Wednesday, 1 August 2018

Purpose of django.db.models.fields.Field.name argument

Recently i discovered that there is not-documented django.db.models.fields.Field.name option:

@total_ordering
class Field(RegisterLookupMixin):  #   here we have it
    ...                                   ↓↓↓↓↓↓↓↓↓
    def __init__(self, verbose_name=None, name=None, primary_key=False,
                 max_length=None, unique=False, blank=False, null=False,
                 db_index=False, rel=None, default=NOT_PROVIDED, editable=True,
                 serialize=True, unique_for_date=None, unique_for_month=None,
                 unique_for_year=None, choices=None, help_text='', db_column=None,
                 db_tablespace=None, auto_created=False, validators=(),
                 error_messages=None):
        ...

There is mention of it in doc-way:

# A guide to Field parameters:
#
#   * name:      The name of the field specified in the model.
#   * attname:   The attribute to use on the model object. This is the same as
#                "name", except in the case of ForeignKeys, where "_id" is
#                appended.
#   * db_column: The db_column specified in the model (or None).
#   * column:    The database column for this field. This is the same as
#                "attname", except if db_column is specified.
#
# Code that introspects values, or does other dynamic things, should use
# attname. For example, this gets the primary key value of object "obj":
#
#     getattr(obj, opts.pk.attname)

Description above is related with #683 ([patch] Saving with custom db_column fails) ticket.

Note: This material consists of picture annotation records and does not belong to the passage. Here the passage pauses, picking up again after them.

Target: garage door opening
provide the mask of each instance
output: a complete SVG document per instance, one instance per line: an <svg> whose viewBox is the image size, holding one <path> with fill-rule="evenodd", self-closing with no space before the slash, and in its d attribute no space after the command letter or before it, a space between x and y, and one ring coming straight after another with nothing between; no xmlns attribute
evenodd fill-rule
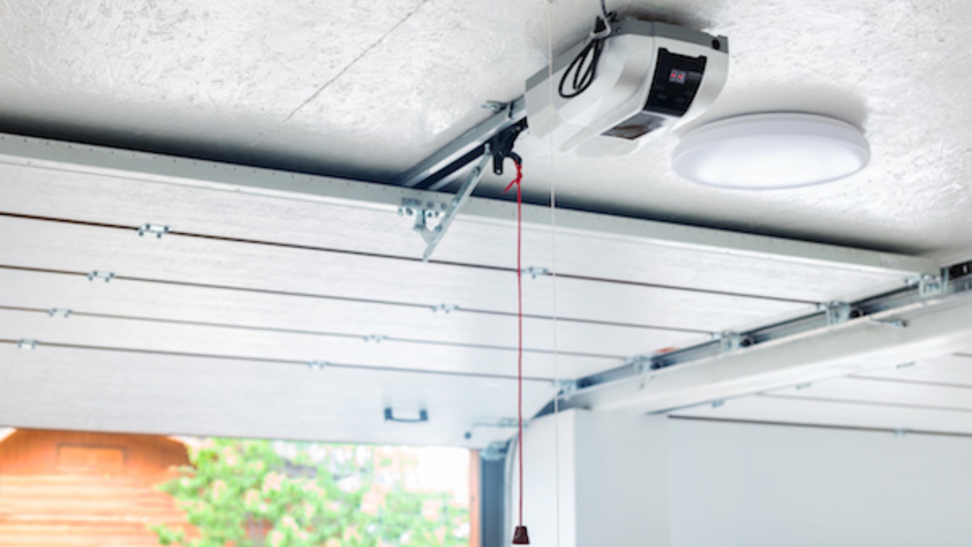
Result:
<svg viewBox="0 0 972 547"><path fill-rule="evenodd" d="M0 545L474 544L465 449L6 430ZM39 543L38 543L39 541Z"/></svg>

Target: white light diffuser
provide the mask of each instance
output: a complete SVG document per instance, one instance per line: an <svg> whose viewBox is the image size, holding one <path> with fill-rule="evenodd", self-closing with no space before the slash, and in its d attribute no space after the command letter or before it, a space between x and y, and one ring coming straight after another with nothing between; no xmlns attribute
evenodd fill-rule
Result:
<svg viewBox="0 0 972 547"><path fill-rule="evenodd" d="M712 186L793 188L831 182L867 164L871 150L853 126L814 114L751 114L692 129L675 149L682 177Z"/></svg>

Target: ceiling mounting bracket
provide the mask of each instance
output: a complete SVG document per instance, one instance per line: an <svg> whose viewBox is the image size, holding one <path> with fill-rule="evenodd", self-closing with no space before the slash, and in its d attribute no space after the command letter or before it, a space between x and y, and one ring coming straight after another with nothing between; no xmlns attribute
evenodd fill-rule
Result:
<svg viewBox="0 0 972 547"><path fill-rule="evenodd" d="M489 149L487 148L487 152ZM459 188L459 192L456 196L449 201L449 205L444 212L439 211L429 211L425 208L415 209L415 225L412 230L419 233L422 238L426 242L426 250L422 253L422 261L429 262L432 257L432 253L435 251L435 246L438 242L442 240L442 237L445 236L445 232L452 225L452 221L455 220L456 214L459 213L459 209L463 208L466 201L469 201L469 196L472 195L472 191L475 190L476 185L483 176L483 169L486 168L486 164L489 163L492 157L489 155L483 156L479 160L479 164L472 167L469 174L467 175L466 180L463 182L463 186ZM407 212L407 210L406 210ZM430 214L432 212L433 214ZM427 219L438 217L442 214L442 220L438 222L438 225L434 228L429 228Z"/></svg>
<svg viewBox="0 0 972 547"><path fill-rule="evenodd" d="M415 224L412 226L412 230L418 232L426 242L426 250L422 253L423 262L429 262L432 253L435 251L435 246L442 240L445 232L452 225L452 221L455 220L460 209L463 208L463 205L472 196L472 191L476 189L476 185L482 180L486 165L490 161L493 162L493 172L497 175L503 174L503 163L506 158L513 160L518 165L523 163L520 156L513 152L513 145L516 143L516 137L520 136L520 133L525 128L527 128L526 118L498 130L498 132L489 137L489 140L485 144L474 149L471 154L468 155L464 159L464 162L471 162L478 158L479 163L466 175L466 180L463 181L463 185L459 187L459 192L452 198L448 205L439 204L438 208L436 208L434 204L424 206L419 201L402 201L401 206L399 207L399 213L415 215ZM465 163L463 165L465 165ZM453 167L455 167L454 164L446 168L450 169L449 172L451 173L455 170ZM438 190L449 182L451 181L443 178L429 187L429 190ZM434 228L430 228L429 219L438 218L439 216L442 217L442 220L438 222L438 225Z"/></svg>

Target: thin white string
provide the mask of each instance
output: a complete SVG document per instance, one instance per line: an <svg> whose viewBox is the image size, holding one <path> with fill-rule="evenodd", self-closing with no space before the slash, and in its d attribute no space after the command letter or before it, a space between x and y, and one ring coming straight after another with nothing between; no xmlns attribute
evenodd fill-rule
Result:
<svg viewBox="0 0 972 547"><path fill-rule="evenodd" d="M547 93L553 104L553 1L547 4ZM549 136L550 156L548 176L550 177L550 286L553 297L551 310L553 321L553 457L554 457L554 526L555 545L560 547L560 354L557 348L557 184L554 175L553 131Z"/></svg>

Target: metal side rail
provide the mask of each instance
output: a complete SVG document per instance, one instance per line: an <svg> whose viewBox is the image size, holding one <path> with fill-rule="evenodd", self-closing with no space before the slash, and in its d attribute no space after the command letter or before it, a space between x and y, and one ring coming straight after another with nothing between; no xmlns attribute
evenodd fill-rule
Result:
<svg viewBox="0 0 972 547"><path fill-rule="evenodd" d="M574 399L585 391L616 384L637 378L647 379L652 372L686 363L726 355L745 353L768 343L796 340L823 332L850 320L866 319L887 329L907 329L908 321L894 317L920 306L941 303L957 295L972 295L972 262L964 262L942 269L939 275L918 275L909 279L906 286L881 295L854 302L828 302L820 304L817 311L794 319L778 322L742 332L723 332L712 335L709 342L667 353L636 355L615 369L580 378L565 384L558 394L559 410L583 407ZM644 380L642 381L642 387ZM551 401L535 418L554 412Z"/></svg>

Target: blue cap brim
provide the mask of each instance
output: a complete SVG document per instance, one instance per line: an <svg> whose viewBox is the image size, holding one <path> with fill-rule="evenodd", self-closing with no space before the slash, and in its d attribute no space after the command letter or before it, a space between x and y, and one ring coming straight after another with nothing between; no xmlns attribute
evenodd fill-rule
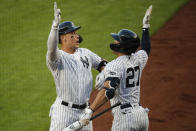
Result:
<svg viewBox="0 0 196 131"><path fill-rule="evenodd" d="M111 36L112 36L113 39L115 39L117 41L120 41L120 37L118 36L118 34L111 33Z"/></svg>

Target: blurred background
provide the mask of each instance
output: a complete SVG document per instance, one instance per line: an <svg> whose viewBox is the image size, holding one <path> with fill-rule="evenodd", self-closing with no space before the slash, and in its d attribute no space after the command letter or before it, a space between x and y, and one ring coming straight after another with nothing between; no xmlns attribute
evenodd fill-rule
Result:
<svg viewBox="0 0 196 131"><path fill-rule="evenodd" d="M110 33L122 28L141 36L142 19L153 5L151 35L189 0L57 0L63 21L82 28L88 48L110 61ZM0 130L46 131L56 98L46 66L54 0L0 0ZM97 72L93 70L95 78Z"/></svg>

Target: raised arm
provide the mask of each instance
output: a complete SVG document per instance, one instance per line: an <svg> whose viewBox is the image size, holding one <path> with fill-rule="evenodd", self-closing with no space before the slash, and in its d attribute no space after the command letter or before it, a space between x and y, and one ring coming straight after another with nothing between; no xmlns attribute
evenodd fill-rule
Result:
<svg viewBox="0 0 196 131"><path fill-rule="evenodd" d="M51 27L51 31L48 37L48 51L47 51L47 59L50 62L53 62L58 59L58 25L60 23L61 12L60 9L57 9L56 2L54 3L54 20Z"/></svg>
<svg viewBox="0 0 196 131"><path fill-rule="evenodd" d="M143 30L142 30L142 41L141 41L141 49L146 51L146 53L150 54L151 43L150 43L150 16L152 12L152 5L147 9L146 14L143 18Z"/></svg>

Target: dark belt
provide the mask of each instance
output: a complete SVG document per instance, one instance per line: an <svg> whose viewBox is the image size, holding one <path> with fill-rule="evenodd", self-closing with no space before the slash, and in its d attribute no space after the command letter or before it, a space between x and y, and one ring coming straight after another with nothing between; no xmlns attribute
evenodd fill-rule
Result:
<svg viewBox="0 0 196 131"><path fill-rule="evenodd" d="M65 101L62 101L61 104L64 105L64 106L68 106L68 105L69 105L69 103L67 103L67 102L65 102ZM72 104L71 108L76 108L76 109L81 109L81 110L82 110L82 109L85 109L86 106L87 106L86 103L83 104L83 105Z"/></svg>
<svg viewBox="0 0 196 131"><path fill-rule="evenodd" d="M123 104L120 106L120 109L124 109L124 108L128 108L128 107L135 107L135 106L140 106L140 104L138 104L138 105Z"/></svg>

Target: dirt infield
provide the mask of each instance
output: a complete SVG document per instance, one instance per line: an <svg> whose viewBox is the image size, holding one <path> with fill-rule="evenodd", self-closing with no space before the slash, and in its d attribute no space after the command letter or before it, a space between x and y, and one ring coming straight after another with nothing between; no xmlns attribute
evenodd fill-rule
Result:
<svg viewBox="0 0 196 131"><path fill-rule="evenodd" d="M141 81L141 103L151 110L150 131L196 130L195 12L192 0L151 37L152 51ZM94 131L110 131L112 119L111 112L95 119Z"/></svg>

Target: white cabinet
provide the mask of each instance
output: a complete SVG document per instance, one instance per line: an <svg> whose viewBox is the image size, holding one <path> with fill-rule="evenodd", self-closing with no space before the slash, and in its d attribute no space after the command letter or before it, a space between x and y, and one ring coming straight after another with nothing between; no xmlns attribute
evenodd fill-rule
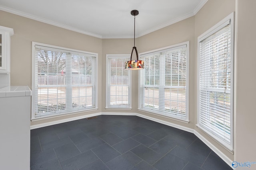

So if we look through whole django.db.models.fields.Field class, this seems as name option is setting attribute name, which make real name of variable invalid:

Suppose we have our model:

# models.py
from django.db import models


class SomeModel(models.Model):
    first = models.CharField(max_length=50, verbose_name='first', name='second')
    third = models.CharField(max_length=50, verbose_name='third')

What django-admin shell tells us:

In[2]: from app.models import SomeModel
In[3]: SomeModel.objects.create(first='first', third='third')
Traceback (most recent call last):
  File "/Users/ailove/Home/personal/untitled/venv/lib/python3.6/site-packages/IPython/core/interactiveshell.py", line 2963, in run_code
    exec(code_obj, self.user_global_ns, self.user_ns)
  File "<ipython-input-3-08e446dfd6e3>", line 1, in <module>
    SomeModel.objects.create(first='first', third='third')
  File "/Users/ailove/Home/personal/untitled/venv/lib/python3.6/site-packages/django/db/models/manager.py", line 82, in manager_method
    return getattr(self.get_queryset(), name)(*args, **kwargs)
  File "/Users/ailove/Home/personal/untitled/venv/lib/python3.6/site-packages/django/db/models/query.py", line 415, in create
    obj = self.model(**kwargs)
  File "/Users/ailove/Home/personal/untitled/venv/lib/python3.6/site-packages/django/db/models/base.py", line 495, in __init__
    raise TypeError("'%s' is an invalid keyword argument for this function" % kwarg)
TypeError: 'first' is an invalid keyword argument for this function
In[4]: obj = SomeModel.objects.create(second='second', third='third')
In[5] obj.third
Out[5]: 'third'
In[6]: obj.second
Out[6]: 'second'
In[7]: obj.first
Traceback (most recent call last):
  File "/Users/ailove/Home/personal/untitled/venv/lib/python3.6/site-packages/IPython/core/interactiveshell.py", line 2963, in run_code
    exec(code_obj, self.user_global_ns, self.user_ns)
  File "<ipython-input-7-f0deaec10795>", line 1, in <module>
    obj.first
AttributeError: 'SomeModel' object has no attribute 'first'

Question is kinda broad, but i am also curious.

Is this name option is a thing that only helped to develop django, or ordinary developers can also make use of it? And if we can, what for?